Surface-enhanced Raman scattering measurement from a lipid bilayer encapsulating a single decahedral nanoparticle mediated by an optical trap

2016 
We present a new technique for the study of model membranes on the length-scale of a single nano-sized liposome. Silver decahedral nanoparticles have been encapsulated by a model unilamellar lipid bilayer creating nano-sized lipid vesicles. The metal core has two roles (i) increasing the polarizability of vesicles, enabling a single vesicle to be isolated and confined in an optical trap, and (ii) enhancing Raman scattering from the bilayer, via the high surface-plasmon field at the sharp vertices of the decahedral particles. Combined this has allowed us to measure a Raman fingerprint from a single vesicle of 50 nm-diameter, containing just ∼104 lipid molecules in a bilayer membrane over a surface area of <0.01 μm2, equivalent to a volume of approximately 1 zepto-litre.
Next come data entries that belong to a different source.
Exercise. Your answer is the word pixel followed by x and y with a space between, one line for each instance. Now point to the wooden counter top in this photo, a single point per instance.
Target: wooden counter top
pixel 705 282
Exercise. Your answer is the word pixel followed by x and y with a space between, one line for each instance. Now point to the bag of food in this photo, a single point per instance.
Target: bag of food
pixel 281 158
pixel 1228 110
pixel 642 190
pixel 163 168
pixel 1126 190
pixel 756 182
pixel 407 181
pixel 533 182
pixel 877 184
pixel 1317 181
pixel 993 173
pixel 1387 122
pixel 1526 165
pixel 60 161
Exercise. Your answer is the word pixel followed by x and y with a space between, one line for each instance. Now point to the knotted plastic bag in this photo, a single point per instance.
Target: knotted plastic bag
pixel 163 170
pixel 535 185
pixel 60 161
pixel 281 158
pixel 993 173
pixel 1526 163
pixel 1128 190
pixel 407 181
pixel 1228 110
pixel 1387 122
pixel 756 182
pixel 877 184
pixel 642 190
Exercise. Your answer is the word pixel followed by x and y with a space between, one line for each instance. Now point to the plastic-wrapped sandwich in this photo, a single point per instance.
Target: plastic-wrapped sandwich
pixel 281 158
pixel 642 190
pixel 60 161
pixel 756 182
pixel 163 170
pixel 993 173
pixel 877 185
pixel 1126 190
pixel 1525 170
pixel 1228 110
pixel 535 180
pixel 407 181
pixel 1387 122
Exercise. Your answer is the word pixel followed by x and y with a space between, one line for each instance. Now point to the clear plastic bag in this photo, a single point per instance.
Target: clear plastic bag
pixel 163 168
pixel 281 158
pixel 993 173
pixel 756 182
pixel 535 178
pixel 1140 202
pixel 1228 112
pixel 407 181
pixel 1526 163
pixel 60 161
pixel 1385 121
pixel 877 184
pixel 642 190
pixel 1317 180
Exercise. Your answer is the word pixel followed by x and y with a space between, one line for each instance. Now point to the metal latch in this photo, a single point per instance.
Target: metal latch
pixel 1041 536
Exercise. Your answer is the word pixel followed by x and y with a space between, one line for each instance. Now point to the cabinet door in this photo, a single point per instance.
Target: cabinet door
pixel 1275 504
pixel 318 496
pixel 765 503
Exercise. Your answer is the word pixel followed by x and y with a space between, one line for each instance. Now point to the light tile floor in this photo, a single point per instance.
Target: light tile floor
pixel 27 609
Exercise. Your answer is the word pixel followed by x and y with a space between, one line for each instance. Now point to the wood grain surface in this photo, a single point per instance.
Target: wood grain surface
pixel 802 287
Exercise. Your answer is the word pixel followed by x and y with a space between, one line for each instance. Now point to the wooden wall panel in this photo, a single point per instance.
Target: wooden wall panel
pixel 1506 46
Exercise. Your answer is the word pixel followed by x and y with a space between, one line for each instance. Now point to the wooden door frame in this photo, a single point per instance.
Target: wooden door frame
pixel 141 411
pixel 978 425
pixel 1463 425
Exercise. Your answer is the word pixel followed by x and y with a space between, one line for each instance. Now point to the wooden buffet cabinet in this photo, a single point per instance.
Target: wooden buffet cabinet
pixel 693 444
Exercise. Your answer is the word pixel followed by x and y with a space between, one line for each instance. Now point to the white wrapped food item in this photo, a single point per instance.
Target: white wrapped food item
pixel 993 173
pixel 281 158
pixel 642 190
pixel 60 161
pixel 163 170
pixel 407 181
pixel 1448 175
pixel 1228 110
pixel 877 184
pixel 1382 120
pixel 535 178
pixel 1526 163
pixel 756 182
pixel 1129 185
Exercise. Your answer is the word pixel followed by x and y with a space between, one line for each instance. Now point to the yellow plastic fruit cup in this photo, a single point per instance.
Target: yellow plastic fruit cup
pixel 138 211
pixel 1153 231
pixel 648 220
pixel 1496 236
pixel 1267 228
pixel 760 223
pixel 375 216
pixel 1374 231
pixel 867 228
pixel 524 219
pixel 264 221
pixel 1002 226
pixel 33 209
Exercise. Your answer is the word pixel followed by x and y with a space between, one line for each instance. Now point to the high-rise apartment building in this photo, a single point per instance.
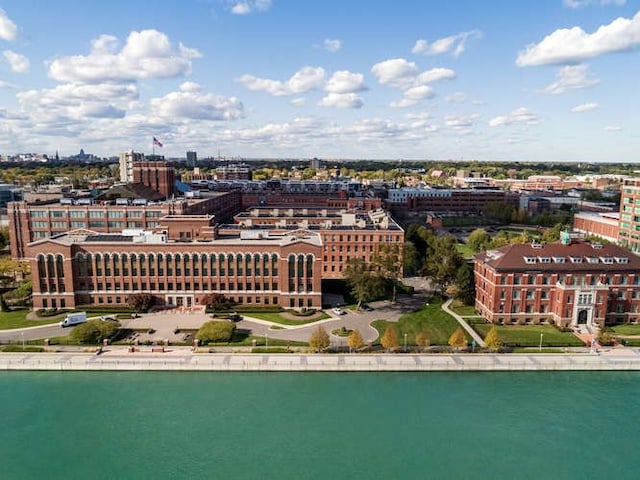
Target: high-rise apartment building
pixel 629 235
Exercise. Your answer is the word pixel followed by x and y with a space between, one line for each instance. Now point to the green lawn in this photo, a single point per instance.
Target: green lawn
pixel 529 335
pixel 627 329
pixel 17 319
pixel 278 318
pixel 465 250
pixel 463 310
pixel 430 319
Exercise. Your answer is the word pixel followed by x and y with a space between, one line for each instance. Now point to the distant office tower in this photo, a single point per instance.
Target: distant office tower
pixel 126 165
pixel 157 175
pixel 192 158
pixel 629 214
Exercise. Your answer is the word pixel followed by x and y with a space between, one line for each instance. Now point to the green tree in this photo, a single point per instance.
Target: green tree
pixel 479 240
pixel 423 340
pixel 141 302
pixel 387 262
pixel 466 284
pixel 319 339
pixel 355 340
pixel 216 301
pixel 94 331
pixel 365 282
pixel 458 339
pixel 216 331
pixel 3 305
pixel 493 340
pixel 443 264
pixel 389 339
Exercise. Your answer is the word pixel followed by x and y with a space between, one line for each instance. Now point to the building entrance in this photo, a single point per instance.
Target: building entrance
pixel 583 317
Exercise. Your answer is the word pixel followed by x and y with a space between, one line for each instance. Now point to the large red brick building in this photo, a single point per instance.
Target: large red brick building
pixel 572 283
pixel 84 267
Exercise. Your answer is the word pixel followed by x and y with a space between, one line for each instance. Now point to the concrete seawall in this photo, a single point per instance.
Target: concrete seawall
pixel 221 362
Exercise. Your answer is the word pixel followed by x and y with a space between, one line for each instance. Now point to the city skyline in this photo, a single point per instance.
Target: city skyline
pixel 543 81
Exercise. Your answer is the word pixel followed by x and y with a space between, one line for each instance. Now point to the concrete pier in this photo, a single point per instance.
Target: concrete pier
pixel 230 362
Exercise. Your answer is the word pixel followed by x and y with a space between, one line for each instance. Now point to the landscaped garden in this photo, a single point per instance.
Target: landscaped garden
pixel 430 319
pixel 529 335
pixel 18 319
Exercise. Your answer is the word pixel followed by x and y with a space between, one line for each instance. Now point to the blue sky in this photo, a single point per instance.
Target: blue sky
pixel 547 80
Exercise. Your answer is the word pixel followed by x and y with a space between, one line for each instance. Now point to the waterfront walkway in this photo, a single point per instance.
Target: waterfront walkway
pixel 185 360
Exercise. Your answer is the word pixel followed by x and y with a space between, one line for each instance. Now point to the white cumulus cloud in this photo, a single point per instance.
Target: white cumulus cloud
pixel 344 81
pixel 146 54
pixel 18 63
pixel 8 29
pixel 585 107
pixel 521 115
pixel 332 45
pixel 245 7
pixel 406 76
pixel 571 77
pixel 573 45
pixel 341 100
pixel 454 44
pixel 191 103
pixel 305 79
pixel 586 3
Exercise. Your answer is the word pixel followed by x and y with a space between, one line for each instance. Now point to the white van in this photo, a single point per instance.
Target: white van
pixel 74 319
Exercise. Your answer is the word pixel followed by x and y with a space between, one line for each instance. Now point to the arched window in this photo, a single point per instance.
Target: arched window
pixel 42 271
pixel 240 264
pixel 134 264
pixel 230 263
pixel 292 266
pixel 256 264
pixel 98 259
pixel 222 264
pixel 178 265
pixel 213 267
pixel 50 266
pixel 152 264
pixel 309 266
pixel 143 264
pixel 248 264
pixel 116 264
pixel 169 264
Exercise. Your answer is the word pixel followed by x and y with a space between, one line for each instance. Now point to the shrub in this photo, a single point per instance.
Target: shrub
pixel 215 331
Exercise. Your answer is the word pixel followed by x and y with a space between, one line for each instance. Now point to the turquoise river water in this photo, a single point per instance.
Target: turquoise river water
pixel 120 425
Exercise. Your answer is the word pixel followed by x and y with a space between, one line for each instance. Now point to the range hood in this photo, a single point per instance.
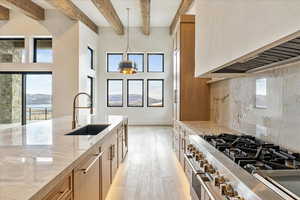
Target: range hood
pixel 281 52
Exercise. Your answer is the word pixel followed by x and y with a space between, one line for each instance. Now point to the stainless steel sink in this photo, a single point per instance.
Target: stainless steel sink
pixel 91 129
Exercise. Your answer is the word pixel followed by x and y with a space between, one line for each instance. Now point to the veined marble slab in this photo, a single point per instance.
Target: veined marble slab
pixel 32 157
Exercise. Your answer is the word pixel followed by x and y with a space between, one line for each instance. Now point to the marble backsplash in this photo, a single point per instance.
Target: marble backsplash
pixel 233 105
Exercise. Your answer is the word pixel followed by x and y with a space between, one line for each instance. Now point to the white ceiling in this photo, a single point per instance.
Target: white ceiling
pixel 162 11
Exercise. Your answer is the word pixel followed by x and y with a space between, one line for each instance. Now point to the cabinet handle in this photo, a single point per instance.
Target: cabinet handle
pixel 86 170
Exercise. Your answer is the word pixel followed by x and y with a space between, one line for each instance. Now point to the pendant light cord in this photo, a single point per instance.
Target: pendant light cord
pixel 127 48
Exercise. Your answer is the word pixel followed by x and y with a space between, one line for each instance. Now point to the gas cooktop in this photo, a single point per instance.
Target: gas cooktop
pixel 253 154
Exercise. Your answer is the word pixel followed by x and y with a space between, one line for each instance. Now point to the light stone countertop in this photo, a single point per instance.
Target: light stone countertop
pixel 32 156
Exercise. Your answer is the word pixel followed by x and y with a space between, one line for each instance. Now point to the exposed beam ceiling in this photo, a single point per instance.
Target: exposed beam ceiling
pixel 145 9
pixel 71 10
pixel 183 8
pixel 27 7
pixel 107 10
pixel 4 13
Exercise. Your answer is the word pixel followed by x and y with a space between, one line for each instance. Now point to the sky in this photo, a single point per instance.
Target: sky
pixel 39 84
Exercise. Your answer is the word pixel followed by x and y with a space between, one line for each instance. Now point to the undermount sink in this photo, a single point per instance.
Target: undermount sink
pixel 91 129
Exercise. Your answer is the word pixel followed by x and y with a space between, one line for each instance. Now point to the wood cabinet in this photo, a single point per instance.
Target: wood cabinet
pixel 63 190
pixel 113 156
pixel 87 177
pixel 92 177
pixel 191 94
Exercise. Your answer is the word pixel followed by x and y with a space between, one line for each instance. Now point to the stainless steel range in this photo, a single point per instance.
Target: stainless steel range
pixel 230 166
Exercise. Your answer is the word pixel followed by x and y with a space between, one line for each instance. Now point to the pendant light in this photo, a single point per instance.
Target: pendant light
pixel 126 66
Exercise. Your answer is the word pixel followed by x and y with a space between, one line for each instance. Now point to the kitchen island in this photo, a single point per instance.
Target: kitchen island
pixel 38 161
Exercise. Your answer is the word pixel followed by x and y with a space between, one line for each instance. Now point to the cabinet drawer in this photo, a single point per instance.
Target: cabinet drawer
pixel 61 190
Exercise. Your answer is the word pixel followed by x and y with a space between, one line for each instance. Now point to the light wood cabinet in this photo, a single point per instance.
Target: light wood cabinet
pixel 105 167
pixel 63 190
pixel 191 94
pixel 114 157
pixel 87 177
Raman scattering is a weak and inefficient process and previous studies have required either a substantially larger bilayer area in order to obtain a detectable signal, or the tagging of lipid molecules with a chromophore to provide an indirect probe of the bilayer. Our approach is fully label-free and bio-compatible and, in the future, it will enable much more localized studies of the heterogeneous structure of lipid bilayers and of membrane-bound components than is currently possible.